Indran Amirthanayagam is a truly cross-cultural writer. At the age of eight, he moved from Sri Lanka to London and Hawaii and currently works as an United States diplomat based in Vancouver, Canada. A poet who works in English, Spanish and French, Amirthanayagam’s books include The Elephants of Reckoning (Hanging Loose Press, 1993), El Infierno de los Pajaros (Resistencia, Mexico, 2001), El Hombre que Rocoge Nidos (Resistencia/CONARTE, Mexico, 2005) and Ceylon R.I.P. (The International Centre for Ethnic Studies, Colombo, Sri Lanka, 2001) Amirthanayagam’s essays and op-eds have appeared in theHindu, the New York Times, El Norte, Reforma, The Island, and Groundviews (Sri Lanka). Influenced by Latin American poets, such as Pablo Neruda and Octavio Paz, Amirthanayagam has been awarded a New York Foundation for the Arts fellowship, the Paterson Poetry Prize, the Poetry Prize of the Juegos Florales of Guaymas, Sonora, and an award from the US/Mexico Fund for Culture for his translations of Mexican poet Manuel Ulacia. He blogs here.
Brenda Shaughnessy was born in Okinawa, Japan, in 1970 and grew up in Southern California. Her poems — described by poet Richard Howard as letting us in on both the fun and pain of ecstasy — have appeared in Best American Poetry, McSweeney’s, The New Yorker, and The Paris Review. Her previous collection, Interior with Sudden Joy (Farrar, Straus & Giroux, 1999), was nominated for the PEN/Joyce Osterweil Award for Poetry, a Lambda Literary Award, and the Norma Farber First Book Award.
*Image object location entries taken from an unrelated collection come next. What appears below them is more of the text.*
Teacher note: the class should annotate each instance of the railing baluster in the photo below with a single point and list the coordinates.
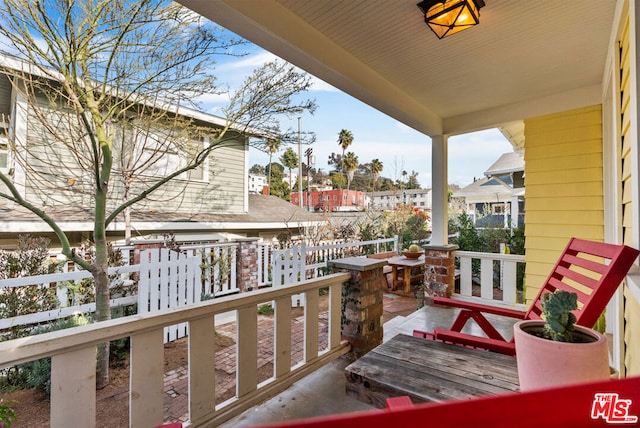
(202, 381)
(335, 315)
(509, 290)
(486, 279)
(311, 325)
(466, 276)
(282, 339)
(247, 348)
(73, 389)
(147, 379)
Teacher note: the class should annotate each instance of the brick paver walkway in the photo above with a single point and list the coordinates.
(176, 381)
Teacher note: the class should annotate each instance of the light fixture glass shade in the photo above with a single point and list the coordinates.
(447, 17)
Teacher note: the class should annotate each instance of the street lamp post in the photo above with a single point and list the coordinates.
(299, 165)
(309, 152)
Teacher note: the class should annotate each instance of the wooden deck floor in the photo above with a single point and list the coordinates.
(429, 371)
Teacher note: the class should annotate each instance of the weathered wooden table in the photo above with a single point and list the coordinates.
(428, 371)
(412, 269)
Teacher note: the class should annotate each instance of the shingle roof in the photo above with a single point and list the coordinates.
(263, 210)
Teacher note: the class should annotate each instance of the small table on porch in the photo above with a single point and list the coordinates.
(411, 269)
(428, 371)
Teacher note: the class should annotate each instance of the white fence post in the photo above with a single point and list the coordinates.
(172, 280)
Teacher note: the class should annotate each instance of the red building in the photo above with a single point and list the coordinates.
(332, 200)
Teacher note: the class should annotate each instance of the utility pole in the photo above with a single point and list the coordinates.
(299, 165)
(309, 152)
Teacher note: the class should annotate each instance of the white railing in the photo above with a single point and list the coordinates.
(73, 355)
(302, 262)
(58, 280)
(218, 267)
(491, 269)
(264, 264)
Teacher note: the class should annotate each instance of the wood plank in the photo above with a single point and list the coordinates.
(73, 388)
(146, 381)
(429, 371)
(311, 325)
(201, 367)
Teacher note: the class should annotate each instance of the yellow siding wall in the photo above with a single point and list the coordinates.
(626, 179)
(563, 178)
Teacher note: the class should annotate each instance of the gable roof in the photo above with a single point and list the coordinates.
(265, 212)
(524, 59)
(506, 164)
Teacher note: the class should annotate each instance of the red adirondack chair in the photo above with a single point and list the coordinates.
(593, 270)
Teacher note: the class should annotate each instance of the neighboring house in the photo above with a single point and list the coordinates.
(257, 183)
(568, 80)
(211, 201)
(392, 199)
(266, 218)
(331, 200)
(498, 198)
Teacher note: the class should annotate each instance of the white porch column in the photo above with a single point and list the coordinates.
(515, 212)
(440, 189)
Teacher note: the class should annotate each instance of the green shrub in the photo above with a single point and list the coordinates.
(31, 257)
(37, 374)
(265, 309)
(7, 415)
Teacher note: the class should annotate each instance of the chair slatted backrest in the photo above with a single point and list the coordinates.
(592, 270)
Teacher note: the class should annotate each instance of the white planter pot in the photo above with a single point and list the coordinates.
(544, 363)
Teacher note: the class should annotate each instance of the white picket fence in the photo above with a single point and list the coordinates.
(302, 262)
(168, 279)
(64, 310)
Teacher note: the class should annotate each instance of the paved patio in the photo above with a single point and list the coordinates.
(332, 375)
(323, 392)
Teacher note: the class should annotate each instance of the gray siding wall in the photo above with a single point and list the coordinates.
(55, 179)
The poetry editor at Tin House magazine, Shaughnessy has taught poetry at Princeton University and The New School. Human Dark with Sugar is the winner of the James Laughlin Award from the Academy of American Poets. The Village Voice has praised her “ringing declarations of erotic tumult” and stated that her “linguistic density and invention powers these poems beyond the therapeutic self-massage typically associated with her themes of love, lust, and daughterhood.”